ただし、解約後に新規生成することはできないため、必要な素材は契約期間中にすべて作成しておくことをおすすめします。AIコンサルタントとして企業支援を行う中で、解約前に主要な素材パターンをストックしておく戦略を推奨しています。
複数人で1つのアカウントを共有しても問題ないですか?
いいえ、Midjourneyの利用規約では、アカウント共有は明確に禁止されています。登録アカウントは一人につき一つのみで、複数人での共有は規約違反となりアカウント停止のリスクがあります。

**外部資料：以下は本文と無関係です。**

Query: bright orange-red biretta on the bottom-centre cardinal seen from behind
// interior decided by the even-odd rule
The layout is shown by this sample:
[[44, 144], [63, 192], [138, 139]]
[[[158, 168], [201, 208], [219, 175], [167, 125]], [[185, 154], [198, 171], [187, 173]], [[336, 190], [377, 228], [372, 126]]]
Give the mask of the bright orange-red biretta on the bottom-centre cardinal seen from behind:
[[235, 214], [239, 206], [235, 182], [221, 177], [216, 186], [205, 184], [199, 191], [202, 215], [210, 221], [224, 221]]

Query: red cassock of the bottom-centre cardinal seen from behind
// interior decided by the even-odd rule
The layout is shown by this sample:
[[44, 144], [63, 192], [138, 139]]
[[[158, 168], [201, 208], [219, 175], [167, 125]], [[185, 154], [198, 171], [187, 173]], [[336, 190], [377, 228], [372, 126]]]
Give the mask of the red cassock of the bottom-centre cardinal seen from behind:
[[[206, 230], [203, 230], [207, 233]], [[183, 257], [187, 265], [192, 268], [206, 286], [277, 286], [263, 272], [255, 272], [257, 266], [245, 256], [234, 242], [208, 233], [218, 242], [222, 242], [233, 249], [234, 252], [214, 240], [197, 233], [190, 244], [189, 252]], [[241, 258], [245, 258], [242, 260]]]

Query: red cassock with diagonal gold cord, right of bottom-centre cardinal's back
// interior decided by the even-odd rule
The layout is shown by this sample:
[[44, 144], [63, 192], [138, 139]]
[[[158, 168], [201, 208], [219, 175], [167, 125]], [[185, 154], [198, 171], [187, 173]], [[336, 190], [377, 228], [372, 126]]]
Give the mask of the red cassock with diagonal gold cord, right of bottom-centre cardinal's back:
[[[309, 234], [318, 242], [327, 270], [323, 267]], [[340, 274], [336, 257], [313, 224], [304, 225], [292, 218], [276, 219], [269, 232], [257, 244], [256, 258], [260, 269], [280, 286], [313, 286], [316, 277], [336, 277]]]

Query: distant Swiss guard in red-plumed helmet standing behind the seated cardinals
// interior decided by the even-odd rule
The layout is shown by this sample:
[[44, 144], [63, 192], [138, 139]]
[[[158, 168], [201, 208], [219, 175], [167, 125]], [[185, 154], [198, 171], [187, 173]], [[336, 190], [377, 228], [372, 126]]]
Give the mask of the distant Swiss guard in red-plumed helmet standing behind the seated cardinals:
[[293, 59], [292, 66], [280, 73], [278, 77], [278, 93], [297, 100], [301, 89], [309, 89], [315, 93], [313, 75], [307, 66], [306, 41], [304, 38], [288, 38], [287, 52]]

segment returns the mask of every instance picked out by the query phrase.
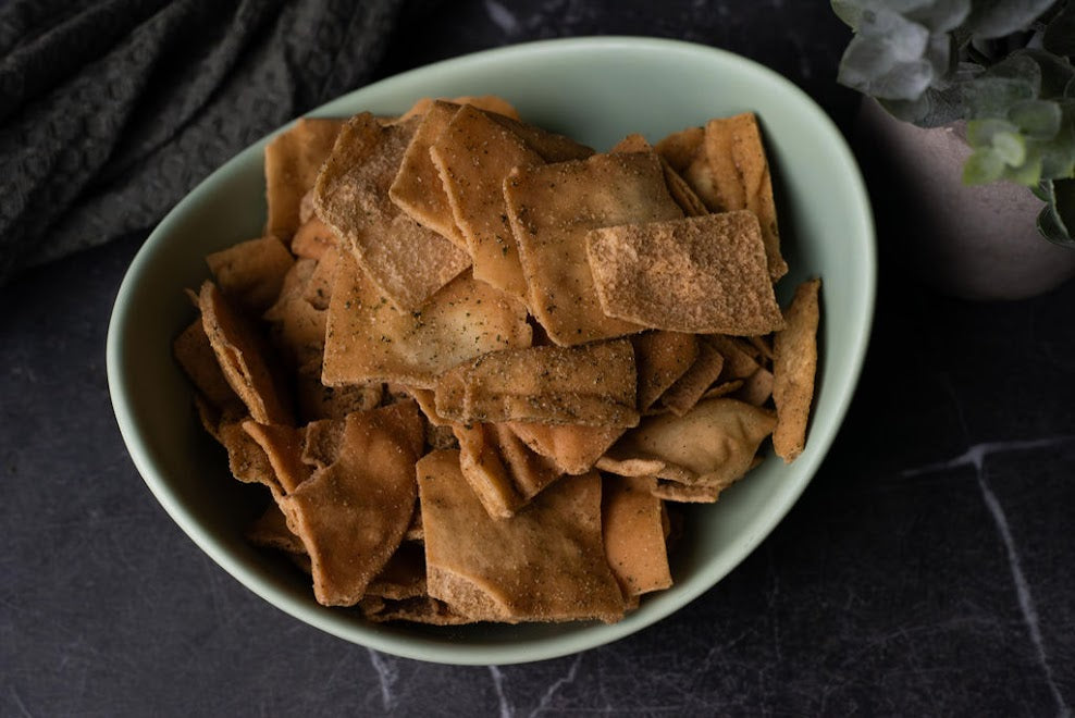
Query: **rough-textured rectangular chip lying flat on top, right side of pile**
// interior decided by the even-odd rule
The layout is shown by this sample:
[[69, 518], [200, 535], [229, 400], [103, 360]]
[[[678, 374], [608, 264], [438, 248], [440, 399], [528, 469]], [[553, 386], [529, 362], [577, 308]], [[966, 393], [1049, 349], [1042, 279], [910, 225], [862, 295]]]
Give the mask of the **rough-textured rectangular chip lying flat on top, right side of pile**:
[[610, 317], [705, 334], [765, 334], [783, 325], [749, 211], [594, 230], [586, 247]]

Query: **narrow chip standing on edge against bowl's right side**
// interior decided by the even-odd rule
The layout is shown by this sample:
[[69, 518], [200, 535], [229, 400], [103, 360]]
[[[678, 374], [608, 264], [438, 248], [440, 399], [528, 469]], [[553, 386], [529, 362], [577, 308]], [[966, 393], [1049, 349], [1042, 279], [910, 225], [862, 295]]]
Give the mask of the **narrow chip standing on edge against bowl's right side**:
[[817, 371], [820, 315], [817, 295], [820, 286], [820, 280], [799, 285], [787, 311], [788, 329], [777, 332], [774, 342], [773, 399], [777, 405], [777, 428], [773, 433], [773, 448], [788, 462], [802, 454], [806, 443], [806, 423]]

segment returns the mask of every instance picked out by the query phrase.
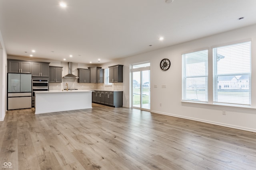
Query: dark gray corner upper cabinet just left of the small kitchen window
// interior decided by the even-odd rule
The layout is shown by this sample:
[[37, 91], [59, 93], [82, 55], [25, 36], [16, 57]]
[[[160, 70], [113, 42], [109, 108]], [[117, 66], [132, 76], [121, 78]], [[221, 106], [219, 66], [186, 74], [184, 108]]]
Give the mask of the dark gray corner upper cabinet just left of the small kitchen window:
[[90, 69], [91, 83], [104, 83], [104, 69], [101, 67], [88, 67]]

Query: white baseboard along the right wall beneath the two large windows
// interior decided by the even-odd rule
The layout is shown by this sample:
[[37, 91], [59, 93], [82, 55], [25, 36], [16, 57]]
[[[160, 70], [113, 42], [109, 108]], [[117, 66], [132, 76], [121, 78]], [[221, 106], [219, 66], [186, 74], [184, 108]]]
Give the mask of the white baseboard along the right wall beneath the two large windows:
[[194, 120], [194, 121], [200, 121], [200, 122], [204, 122], [204, 123], [210, 123], [210, 124], [213, 124], [213, 125], [220, 125], [220, 126], [224, 126], [224, 127], [230, 127], [230, 128], [233, 128], [233, 129], [240, 129], [240, 130], [244, 130], [244, 131], [256, 132], [256, 129], [241, 127], [241, 126], [236, 126], [236, 125], [229, 125], [229, 124], [219, 123], [219, 122], [215, 122], [215, 121], [208, 121], [208, 120], [204, 120], [204, 119], [196, 119], [194, 117], [180, 116], [180, 115], [175, 115], [175, 114], [171, 114], [171, 113], [164, 113], [164, 112], [159, 112], [159, 111], [154, 111], [154, 110], [151, 110], [150, 112], [158, 113], [158, 114], [162, 114], [162, 115], [173, 116], [173, 117], [184, 118], [184, 119], [189, 119], [189, 120]]

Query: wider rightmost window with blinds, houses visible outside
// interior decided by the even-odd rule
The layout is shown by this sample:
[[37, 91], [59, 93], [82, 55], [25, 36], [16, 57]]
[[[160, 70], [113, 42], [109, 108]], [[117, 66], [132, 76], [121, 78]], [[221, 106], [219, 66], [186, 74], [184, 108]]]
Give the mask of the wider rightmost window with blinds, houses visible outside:
[[250, 52], [251, 41], [213, 48], [213, 102], [251, 104]]

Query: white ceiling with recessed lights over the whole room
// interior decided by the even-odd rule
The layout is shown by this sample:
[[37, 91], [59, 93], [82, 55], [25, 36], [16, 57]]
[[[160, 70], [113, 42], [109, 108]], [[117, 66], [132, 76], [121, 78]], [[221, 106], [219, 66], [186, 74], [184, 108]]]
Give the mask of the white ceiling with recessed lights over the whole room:
[[63, 1], [0, 0], [8, 55], [100, 64], [256, 23], [256, 0]]

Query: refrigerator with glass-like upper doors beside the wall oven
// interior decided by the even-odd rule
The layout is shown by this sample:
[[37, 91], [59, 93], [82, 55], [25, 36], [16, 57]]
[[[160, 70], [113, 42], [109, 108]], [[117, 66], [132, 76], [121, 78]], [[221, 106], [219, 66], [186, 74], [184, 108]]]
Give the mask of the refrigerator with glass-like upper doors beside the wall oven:
[[31, 74], [8, 73], [7, 109], [31, 108]]

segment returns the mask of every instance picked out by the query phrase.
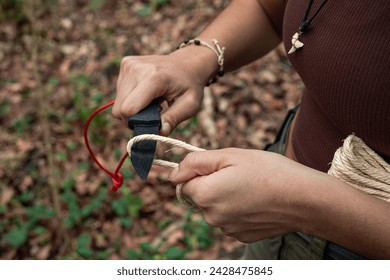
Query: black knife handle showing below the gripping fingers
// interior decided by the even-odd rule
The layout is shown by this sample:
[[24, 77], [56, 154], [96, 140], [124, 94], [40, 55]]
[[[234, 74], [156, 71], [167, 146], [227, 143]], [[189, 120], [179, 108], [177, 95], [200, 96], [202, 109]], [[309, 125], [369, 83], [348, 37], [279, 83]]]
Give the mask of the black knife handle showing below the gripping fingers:
[[127, 120], [127, 126], [134, 130], [135, 126], [158, 126], [161, 128], [160, 102], [154, 99], [147, 107]]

複数の担当者が使用する場合は、それぞれが個別のアカウントを持つ必要があります。実務的には、部署ごとにアカウントを分けて管理することで、責任範囲も明確になります。
請求書や領収書の発行は可能ですか?
Midjourneyでは、クレジットカード決済後に自動的に領収書がメールで送信されます。また、アカウント設定の「Billing」セクションから過去の請求履歴と領収書をダウンロードできます。
日本の企業向けに正式な請求書が必要な場合は、Midjourneyのサポートに問い合わせることで、別途対応してもらえる可能性があります。経理処理で困った場合は、早めにサポートに相談すると良いでしょう。
プラン変更はいつでもできますか?
はい、Midjourneyのプラン変更はいつでも可能です。アップグレードの場合は即座に適用され、残りの期間分は日割り計算で追加請求されます。ダウングレードの場合は、次回の更新日から新しいプランが適用されます。

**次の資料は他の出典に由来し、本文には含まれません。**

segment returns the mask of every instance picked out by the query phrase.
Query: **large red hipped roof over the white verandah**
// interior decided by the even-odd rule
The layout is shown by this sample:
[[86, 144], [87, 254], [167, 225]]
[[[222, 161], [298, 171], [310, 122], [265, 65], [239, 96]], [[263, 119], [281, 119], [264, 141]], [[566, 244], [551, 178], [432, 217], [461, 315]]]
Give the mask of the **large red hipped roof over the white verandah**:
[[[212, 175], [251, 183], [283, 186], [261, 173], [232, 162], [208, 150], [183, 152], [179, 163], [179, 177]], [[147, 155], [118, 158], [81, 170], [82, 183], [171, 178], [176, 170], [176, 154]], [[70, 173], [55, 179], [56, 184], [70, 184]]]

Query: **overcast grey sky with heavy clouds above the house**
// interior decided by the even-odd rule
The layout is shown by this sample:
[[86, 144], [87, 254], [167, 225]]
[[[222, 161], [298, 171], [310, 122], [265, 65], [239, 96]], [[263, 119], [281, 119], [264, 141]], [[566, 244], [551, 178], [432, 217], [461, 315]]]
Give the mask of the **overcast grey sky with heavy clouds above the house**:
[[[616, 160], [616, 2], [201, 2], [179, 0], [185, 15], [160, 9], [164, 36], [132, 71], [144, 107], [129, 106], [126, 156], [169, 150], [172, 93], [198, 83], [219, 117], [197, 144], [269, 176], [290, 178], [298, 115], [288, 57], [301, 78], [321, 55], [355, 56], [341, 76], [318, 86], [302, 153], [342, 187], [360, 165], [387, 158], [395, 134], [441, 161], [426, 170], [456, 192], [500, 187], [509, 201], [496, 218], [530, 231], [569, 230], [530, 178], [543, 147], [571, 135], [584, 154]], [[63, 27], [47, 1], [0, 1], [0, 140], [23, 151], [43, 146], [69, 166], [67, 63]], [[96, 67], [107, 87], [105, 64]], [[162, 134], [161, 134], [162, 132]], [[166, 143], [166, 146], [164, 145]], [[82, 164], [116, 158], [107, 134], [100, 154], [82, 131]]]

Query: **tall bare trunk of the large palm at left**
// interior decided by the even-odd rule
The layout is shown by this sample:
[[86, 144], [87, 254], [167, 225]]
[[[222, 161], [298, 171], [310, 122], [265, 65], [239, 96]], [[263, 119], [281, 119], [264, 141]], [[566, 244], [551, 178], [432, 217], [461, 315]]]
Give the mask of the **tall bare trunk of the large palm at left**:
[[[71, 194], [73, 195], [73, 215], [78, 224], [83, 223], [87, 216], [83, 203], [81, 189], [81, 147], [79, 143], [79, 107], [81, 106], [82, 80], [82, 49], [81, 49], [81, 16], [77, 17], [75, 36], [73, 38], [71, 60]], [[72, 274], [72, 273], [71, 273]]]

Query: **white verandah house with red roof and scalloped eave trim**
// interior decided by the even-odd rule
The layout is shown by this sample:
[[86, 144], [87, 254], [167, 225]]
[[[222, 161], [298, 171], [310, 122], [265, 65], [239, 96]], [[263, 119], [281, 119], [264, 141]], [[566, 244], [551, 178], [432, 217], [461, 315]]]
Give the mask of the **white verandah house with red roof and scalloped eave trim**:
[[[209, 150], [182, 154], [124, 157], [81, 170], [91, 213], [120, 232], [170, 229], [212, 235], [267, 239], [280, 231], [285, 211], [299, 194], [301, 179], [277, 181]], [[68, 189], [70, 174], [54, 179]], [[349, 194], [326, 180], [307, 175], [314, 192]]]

月額契約から年額契約への変更も可能で、その場合は残期間分が調整されて年額料金が請求されます。柔軟にプラン変更できる点は、Midjourneyの大きなメリットといえます。
年商の基準となる100万ドルは日本円でいくらですか?
2026年1月時点の為替レート(1ドル=約150円)で計算すると、年商100万米ドルは約1億5,000万円に相当します。自社の年間総収益がこの基準を超える場合、Midjourneyの商用利用にはProプランまたはMegaプランへの加入が必須です。
この基準は、雇用主に代わってサービスを使用する従業員やオーナーに適用されるため、企業規模に関わらず年商で判断されます。為替レートは変動するため、契約時に最新のレートで確認することをおすすめします。